During the two months that I was in France I had an unnecessary but nagging sense of being cut off, isolated. Whereas Christine was delighted to be away from home and household chores, I was antsy toward the end of the time – wanting to return to my place and my things.

Part of the reason for my angst was my pre-trip decision not to take along my laptop. It’s a heavy Dell, and tourist info incessantly warned us about theft. I didn’t carry a cell phone either. It is interesting to me how the absence of these communicative devices affected me. (Sure there were internet cafés and pay phones).

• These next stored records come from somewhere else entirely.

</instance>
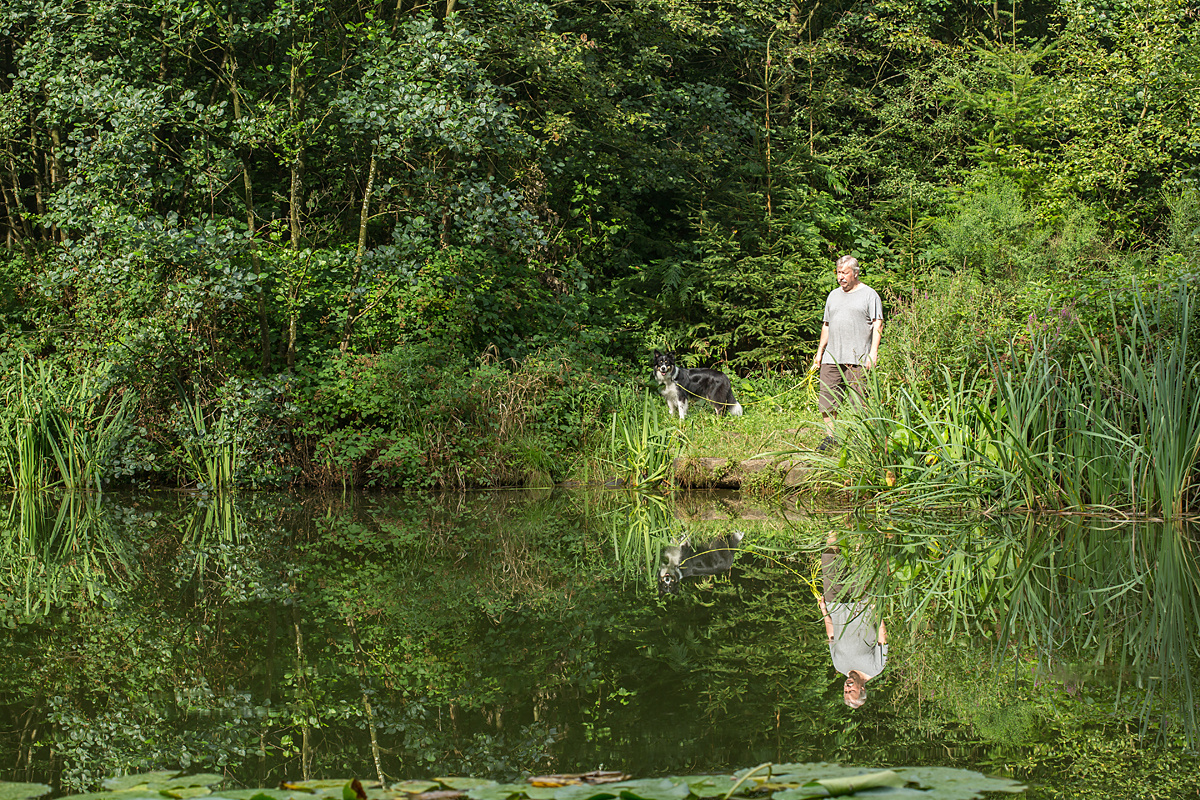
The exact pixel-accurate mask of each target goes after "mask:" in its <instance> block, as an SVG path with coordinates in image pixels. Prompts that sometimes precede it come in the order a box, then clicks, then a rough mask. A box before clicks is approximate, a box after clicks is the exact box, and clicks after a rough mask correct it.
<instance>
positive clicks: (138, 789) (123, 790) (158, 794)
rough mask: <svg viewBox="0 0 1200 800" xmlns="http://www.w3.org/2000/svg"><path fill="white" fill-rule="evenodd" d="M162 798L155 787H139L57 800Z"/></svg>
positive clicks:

In a Paris Boulangerie (Bakery/Café) one morning we met an Aussie couple our ages who wore back and front packs and had a tiny laptop and cell phone and were away for three months. They were more well adjusted to being away than I was.

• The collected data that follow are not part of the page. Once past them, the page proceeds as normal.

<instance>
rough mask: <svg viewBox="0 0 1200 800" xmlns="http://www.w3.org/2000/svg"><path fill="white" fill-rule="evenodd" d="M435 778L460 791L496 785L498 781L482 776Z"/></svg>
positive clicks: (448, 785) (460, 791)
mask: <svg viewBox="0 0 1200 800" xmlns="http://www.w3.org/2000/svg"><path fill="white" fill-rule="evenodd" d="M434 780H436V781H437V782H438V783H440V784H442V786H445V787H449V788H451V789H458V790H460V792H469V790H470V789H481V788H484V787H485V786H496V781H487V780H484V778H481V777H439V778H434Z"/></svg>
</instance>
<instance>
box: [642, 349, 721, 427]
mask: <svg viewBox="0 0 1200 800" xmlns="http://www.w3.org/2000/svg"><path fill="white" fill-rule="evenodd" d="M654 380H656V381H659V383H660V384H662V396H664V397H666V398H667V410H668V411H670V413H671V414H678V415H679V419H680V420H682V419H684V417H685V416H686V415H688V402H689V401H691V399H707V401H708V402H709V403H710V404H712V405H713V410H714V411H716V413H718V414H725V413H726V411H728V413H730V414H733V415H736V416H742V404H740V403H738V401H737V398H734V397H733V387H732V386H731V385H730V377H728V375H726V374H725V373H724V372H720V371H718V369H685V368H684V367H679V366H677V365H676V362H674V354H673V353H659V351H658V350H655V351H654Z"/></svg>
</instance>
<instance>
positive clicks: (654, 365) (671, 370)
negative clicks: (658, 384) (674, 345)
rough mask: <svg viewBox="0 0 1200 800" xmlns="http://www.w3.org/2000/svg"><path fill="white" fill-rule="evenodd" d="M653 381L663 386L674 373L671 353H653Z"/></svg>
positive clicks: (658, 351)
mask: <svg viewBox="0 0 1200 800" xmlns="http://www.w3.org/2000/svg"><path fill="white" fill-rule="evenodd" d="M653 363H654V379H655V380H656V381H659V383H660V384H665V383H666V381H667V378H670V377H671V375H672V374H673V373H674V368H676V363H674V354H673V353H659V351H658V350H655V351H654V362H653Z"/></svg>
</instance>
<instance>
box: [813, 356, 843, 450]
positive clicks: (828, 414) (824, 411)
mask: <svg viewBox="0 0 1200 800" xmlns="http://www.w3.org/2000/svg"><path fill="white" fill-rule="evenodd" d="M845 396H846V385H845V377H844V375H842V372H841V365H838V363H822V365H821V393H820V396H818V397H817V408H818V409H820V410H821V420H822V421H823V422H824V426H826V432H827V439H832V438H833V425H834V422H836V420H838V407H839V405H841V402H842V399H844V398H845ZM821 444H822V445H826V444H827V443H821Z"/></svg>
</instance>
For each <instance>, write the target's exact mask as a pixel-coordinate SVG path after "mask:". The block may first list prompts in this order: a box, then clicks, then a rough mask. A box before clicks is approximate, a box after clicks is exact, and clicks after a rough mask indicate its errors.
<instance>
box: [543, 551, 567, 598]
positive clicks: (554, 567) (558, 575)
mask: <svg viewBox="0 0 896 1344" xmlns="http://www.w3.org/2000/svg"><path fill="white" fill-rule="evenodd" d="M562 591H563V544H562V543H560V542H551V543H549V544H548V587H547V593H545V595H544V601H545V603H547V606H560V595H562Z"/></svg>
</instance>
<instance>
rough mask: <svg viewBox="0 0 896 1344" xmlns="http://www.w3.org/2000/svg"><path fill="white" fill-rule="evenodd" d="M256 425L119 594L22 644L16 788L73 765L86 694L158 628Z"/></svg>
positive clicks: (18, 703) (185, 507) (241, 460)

I have a feeling that I am too attached to things, specially when I follow the ongoing travel news of Tim and Cindie Travis, a young couple who made the decision to travel via bicycle for the next twenty years minimum. All they have is what they can carry.

Since 2002 when they left their Arizona, USA home they have been on the road with no plans to stop. They saved their money, terminated their jobs, sold their possessions and set off to travel the world. Every 18 months they take a break. Their web site contains their ongoing travel blog, short videos and photo journal. They update their web site regularly, on location. And, smart thinking – they write and publish books about their travels (audio books and PDF download books as well).

Here is a list of sites of their saga:
Home Site
Previous letters
Blog RSS
Video PodCast Feed
Cindie's Daily Road Journal on Twitter
Leave Your Comments

Back to me. We have so much stuff. Well, I have. We have lived in the same house for almost twenty years. I confess to packratitis. We are seriously talking about the timing for our house sale and acquiring a smaller living space. I can take perhaps, 30% of my stuff. Whoa is me. I am undone. I will be a man without stuff.


  1. Did you mean - Woe is me?
    Or did you mean - Whoa is me?
    Both work really well in this context.
    I am learning whoa is me - don't buy more stuff that must be incorporated into my other stuff and take more time to polish, guard and maintain.
    Whoa, girl!

  2. I did mean woe but I agree that my mispell is apt aussi.